Can you tell that I was listening to Belle and Sebastian yesterday?
I am settling into my studio space nicely:
Here are some pieces I have made so far. I am pretty interested in the image of the skull, and am exploring it in my work. This interest was sparked by an addiction I have of looking at the selby, photographer Todd Selby’s website. He goes into creative people’s spaces and photographs them and their stuff. I am captivated by people’s sort of universal shrine, or still life arrangements that they create just for themselves. Todd Selby does a fantastic job of capturing that. I am struck by the number of skulls on the site–as though these artists, musicians, etc., want to keep a reminder of mortality close at hand. So I set out to make portraits of the skulls on his site. I have done two so far:
a crystal skull
a skull with gold leaf
So recently, as demonstrated by the skulls, I have been interested in engaging and embracing mortality in my work. I have been reading biographies of and memoirs by Virginia Woolf, Amelia Earhart and Emily Dickinson. I chose three iconic, passionate women who died by different means: suicide, possibly a plane crash or related death, and illness respectively. So I am making weird little pieces involving these women, their lives, last words and deaths.

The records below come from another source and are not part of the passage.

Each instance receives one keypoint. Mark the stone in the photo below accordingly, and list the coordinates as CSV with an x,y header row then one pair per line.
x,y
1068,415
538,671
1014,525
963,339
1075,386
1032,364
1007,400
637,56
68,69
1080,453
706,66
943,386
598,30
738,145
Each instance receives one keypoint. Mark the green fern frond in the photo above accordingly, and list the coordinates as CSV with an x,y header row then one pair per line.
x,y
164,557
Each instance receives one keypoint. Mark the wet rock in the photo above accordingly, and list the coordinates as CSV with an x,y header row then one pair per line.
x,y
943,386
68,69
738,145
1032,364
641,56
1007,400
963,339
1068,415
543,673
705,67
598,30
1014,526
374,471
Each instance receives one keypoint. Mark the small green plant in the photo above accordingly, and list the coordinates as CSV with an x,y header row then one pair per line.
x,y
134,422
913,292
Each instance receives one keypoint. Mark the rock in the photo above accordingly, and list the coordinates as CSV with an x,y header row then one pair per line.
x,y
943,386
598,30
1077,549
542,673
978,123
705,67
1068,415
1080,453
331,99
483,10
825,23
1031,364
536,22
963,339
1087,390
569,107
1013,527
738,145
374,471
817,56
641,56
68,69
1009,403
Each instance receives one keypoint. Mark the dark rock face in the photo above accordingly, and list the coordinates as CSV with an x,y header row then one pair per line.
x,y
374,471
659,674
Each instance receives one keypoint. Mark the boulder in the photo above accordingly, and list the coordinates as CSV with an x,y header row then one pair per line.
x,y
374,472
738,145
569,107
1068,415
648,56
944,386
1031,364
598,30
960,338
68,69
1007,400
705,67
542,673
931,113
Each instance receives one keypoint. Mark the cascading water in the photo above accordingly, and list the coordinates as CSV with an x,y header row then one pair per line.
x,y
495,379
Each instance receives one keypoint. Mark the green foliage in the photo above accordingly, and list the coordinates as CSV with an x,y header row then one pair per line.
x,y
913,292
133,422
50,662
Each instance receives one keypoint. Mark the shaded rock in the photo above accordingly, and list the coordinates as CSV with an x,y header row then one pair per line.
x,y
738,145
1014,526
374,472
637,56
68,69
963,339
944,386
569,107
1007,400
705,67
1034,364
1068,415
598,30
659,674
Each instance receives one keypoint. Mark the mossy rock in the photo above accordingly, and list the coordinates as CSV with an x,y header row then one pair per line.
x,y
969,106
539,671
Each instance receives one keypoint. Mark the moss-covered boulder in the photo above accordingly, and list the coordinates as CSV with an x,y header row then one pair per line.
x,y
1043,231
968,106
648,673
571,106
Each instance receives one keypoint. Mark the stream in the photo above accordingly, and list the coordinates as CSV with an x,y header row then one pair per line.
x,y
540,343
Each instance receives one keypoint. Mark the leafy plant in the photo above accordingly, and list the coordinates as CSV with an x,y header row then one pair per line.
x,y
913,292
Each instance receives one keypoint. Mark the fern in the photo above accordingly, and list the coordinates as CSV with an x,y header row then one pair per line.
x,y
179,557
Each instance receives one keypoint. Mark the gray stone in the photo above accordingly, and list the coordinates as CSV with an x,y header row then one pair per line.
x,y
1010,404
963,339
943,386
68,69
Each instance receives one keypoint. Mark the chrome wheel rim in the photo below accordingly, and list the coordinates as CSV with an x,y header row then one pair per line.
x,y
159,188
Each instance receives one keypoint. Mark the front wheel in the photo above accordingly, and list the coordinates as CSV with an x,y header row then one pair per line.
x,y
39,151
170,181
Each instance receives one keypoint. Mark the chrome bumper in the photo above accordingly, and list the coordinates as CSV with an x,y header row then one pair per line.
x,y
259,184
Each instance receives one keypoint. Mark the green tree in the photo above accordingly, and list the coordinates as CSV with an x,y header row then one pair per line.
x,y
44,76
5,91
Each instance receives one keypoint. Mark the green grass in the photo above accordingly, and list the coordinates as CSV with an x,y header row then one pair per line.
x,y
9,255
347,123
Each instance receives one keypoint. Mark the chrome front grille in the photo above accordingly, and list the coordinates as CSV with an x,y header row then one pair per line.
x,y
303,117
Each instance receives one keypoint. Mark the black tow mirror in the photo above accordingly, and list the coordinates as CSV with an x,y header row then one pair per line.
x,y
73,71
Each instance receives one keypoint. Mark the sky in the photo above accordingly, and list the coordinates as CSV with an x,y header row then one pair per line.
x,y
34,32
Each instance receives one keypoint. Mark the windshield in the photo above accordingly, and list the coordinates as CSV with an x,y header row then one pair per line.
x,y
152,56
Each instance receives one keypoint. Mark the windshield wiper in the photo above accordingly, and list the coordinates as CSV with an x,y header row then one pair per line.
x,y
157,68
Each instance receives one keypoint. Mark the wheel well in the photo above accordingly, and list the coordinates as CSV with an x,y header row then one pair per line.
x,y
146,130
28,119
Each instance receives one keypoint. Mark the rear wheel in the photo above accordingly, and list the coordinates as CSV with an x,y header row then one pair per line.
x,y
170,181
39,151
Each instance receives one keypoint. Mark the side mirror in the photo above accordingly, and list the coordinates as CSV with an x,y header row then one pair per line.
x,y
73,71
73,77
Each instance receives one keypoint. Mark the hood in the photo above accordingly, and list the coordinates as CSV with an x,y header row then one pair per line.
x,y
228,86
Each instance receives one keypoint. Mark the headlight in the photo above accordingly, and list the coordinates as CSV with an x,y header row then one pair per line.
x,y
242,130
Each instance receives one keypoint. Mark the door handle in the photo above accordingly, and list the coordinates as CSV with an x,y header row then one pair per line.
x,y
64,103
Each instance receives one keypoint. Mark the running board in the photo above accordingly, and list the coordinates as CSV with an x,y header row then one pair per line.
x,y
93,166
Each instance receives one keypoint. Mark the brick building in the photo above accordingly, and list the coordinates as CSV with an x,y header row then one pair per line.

I found an image online of Amelia Earhart's palm print, so I decided to make a piece about her lifeline
two small panels--images of Howland Island, Amelia Earheart's destination on her final flight, which she never reached
Also here is a piece that traces pattern of patina on a statue from Buda Castle:
These are just snapshots of what I am working on. The photos are certainly not documentation-quality. Here is another image that relays a sense of scale of some of the work. The paintings are on birch panels mostly in gouache.
I think the smaller panels are about four inches wide, maybe five.